CHAOS VII: A Large-Scale Direct Abundance Study in M33

TL;DR

This study provides a comprehensive analysis of chemical abundances in M33, revealing a well-mixed interstellar medium with minimal dispersion, and highlights the importance of accurate temperature measurements to avoid biases in abundance studies.

Contribution

It presents the largest homogeneous dataset of direct chemical abundances in M33, establishing a precise abundance gradient and small dispersion, and discusses systematic biases in abundance measurements.

Findings

Oxygen abundance gradient of -0.037 dex/kpc

Small intrinsic dispersion in oxygen abundance (0.043 dex)

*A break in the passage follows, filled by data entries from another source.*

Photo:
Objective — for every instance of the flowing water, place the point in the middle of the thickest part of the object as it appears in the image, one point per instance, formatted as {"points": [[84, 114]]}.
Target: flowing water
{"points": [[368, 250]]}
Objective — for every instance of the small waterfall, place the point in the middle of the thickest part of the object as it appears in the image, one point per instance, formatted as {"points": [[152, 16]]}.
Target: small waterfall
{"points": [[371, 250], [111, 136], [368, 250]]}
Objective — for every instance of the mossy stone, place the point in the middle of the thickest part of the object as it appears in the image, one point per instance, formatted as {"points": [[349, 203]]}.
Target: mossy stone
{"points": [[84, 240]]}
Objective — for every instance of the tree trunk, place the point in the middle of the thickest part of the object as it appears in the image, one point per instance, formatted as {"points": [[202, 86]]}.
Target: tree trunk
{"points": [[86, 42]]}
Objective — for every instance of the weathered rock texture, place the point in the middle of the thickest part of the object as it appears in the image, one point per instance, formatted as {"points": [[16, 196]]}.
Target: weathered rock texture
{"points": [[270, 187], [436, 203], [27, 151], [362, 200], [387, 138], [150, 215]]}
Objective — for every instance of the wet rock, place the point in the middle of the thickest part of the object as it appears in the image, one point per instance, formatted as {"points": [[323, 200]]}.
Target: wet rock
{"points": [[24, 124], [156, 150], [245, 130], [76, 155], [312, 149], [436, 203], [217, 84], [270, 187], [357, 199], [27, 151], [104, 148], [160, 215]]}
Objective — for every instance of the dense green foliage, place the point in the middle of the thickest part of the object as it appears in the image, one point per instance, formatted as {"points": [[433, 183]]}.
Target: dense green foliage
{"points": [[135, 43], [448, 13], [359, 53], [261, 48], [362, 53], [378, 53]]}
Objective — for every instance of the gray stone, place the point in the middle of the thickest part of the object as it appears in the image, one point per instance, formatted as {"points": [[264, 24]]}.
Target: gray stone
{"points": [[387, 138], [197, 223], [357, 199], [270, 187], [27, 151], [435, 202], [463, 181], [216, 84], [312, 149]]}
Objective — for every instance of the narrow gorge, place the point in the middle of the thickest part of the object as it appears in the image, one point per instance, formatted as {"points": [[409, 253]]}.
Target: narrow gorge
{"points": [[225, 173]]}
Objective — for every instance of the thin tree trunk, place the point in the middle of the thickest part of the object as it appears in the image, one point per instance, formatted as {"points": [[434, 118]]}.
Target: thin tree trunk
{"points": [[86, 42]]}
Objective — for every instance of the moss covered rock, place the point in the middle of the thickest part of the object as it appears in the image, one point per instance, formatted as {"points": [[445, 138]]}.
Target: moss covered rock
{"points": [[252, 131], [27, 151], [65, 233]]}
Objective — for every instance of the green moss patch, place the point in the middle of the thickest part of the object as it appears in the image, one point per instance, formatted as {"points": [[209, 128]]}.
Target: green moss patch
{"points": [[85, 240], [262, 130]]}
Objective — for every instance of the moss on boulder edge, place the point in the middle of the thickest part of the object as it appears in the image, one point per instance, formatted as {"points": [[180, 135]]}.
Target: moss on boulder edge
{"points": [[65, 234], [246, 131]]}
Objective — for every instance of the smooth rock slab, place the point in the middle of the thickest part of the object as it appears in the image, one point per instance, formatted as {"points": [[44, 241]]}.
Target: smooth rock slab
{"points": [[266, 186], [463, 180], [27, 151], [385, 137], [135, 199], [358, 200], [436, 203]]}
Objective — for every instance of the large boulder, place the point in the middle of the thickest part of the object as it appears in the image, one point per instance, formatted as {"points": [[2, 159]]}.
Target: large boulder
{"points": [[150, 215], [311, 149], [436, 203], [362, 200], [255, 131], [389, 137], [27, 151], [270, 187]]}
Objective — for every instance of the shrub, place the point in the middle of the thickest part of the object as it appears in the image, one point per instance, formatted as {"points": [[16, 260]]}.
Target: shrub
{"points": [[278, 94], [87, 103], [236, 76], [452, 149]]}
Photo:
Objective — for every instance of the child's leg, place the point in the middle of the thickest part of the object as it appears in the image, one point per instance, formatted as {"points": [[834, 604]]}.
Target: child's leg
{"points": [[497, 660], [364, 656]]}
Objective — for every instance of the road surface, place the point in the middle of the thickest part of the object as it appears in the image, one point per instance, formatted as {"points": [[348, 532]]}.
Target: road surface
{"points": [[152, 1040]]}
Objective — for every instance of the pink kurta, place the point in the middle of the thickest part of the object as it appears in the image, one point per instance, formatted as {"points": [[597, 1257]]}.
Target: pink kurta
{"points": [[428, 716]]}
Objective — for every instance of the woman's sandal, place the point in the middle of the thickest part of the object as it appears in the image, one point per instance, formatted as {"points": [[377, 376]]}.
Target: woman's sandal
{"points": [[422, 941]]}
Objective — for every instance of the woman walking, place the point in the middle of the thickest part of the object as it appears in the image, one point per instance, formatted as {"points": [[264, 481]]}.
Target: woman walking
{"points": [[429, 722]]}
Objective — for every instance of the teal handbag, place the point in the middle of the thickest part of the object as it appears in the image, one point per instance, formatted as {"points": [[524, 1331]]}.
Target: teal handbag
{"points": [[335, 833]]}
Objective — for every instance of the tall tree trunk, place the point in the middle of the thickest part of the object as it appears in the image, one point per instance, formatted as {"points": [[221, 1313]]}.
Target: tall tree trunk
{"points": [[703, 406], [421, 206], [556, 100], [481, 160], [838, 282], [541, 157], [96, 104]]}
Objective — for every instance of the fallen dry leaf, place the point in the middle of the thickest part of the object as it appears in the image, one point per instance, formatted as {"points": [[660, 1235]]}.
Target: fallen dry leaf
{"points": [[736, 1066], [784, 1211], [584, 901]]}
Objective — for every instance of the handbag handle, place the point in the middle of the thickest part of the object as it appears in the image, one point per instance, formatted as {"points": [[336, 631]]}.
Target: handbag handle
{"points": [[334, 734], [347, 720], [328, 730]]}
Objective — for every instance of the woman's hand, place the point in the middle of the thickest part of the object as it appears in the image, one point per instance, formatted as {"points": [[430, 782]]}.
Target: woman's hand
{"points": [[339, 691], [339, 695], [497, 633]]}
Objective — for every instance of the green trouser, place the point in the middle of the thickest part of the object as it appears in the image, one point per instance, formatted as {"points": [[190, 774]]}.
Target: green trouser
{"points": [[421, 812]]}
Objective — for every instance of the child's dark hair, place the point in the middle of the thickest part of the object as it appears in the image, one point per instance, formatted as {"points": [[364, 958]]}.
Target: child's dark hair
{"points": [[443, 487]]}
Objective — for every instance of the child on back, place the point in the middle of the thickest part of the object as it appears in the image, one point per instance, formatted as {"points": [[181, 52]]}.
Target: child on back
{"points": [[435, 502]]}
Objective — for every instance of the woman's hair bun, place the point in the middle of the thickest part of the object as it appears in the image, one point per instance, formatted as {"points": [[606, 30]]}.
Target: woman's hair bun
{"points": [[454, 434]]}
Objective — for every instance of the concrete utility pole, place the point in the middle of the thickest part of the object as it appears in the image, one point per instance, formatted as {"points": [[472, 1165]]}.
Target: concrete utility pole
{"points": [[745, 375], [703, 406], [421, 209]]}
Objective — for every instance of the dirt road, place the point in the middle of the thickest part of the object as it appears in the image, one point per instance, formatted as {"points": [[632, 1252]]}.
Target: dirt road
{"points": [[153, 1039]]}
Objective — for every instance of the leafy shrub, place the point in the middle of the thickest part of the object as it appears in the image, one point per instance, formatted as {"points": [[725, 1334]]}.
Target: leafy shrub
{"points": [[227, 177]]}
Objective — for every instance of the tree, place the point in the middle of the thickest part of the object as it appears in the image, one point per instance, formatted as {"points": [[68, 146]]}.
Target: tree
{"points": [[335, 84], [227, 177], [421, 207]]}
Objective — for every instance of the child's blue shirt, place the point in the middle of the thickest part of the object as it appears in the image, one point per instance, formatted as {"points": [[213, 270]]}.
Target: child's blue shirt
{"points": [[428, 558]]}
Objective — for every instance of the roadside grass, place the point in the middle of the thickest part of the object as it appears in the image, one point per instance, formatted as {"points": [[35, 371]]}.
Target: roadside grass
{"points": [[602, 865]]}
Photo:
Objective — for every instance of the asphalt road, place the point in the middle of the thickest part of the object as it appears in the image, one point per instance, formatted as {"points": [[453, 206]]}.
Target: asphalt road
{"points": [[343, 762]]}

Abundances of Ne, S, Cl, Ar consistent with solar ratios

Abstract

The dispersion in chemical abundances provides a very strong constraint on the processes that drive the chemical enrichment of galaxies. Due to its proximity, the spiral galaxy M33 has been the focus of numerous chemical abundance surveys to study the chemical enrichment and dispersion in abundances over large spatial scales. The CHemical Abundances Of Spirals (CHAOS) project has observed $\sim$100 H II regions in M33 with the Large Binocular Telescope (LBT), producing the largest homogeneous sample of electron temperatures (T$_e$) and direct abundances in this galaxy. Our LBT observations produce a robust oxygen abundance gradient of $-$0.037 $\pm$ 0.007 dex/kpc and indicate a relatively small (0.043 $\pm$ 0.015 dex) intrinsic dispersion in oxygen abundance relative to this gradient. The dispersions in N/H and N/O are similarly small and the abundances of Ne, S, Cl, and Ar relative to O are consistent with the solar ratio as expected for $\alpha$-process or $\alpha$-process-dependent elements. Taken together, the ISM in M33 is chemically well-mixed and homogeneously enriched from inside-out with no evidence of significant abundance variations at a given radius in the galaxy. Our results are compared to those of the numerous studies in the literature, and we discuss possible contaminating sources that can inflate abundance dispersion measurements. Importantly, if abundances are derived from a single T$_e$ measurement and T$_e$-T$_e$ relationships are relied on for inferring the temperature in the unmeasured ionization zone, this can lead to systematic biases which increase the measured dispersion up to 0.11 dex.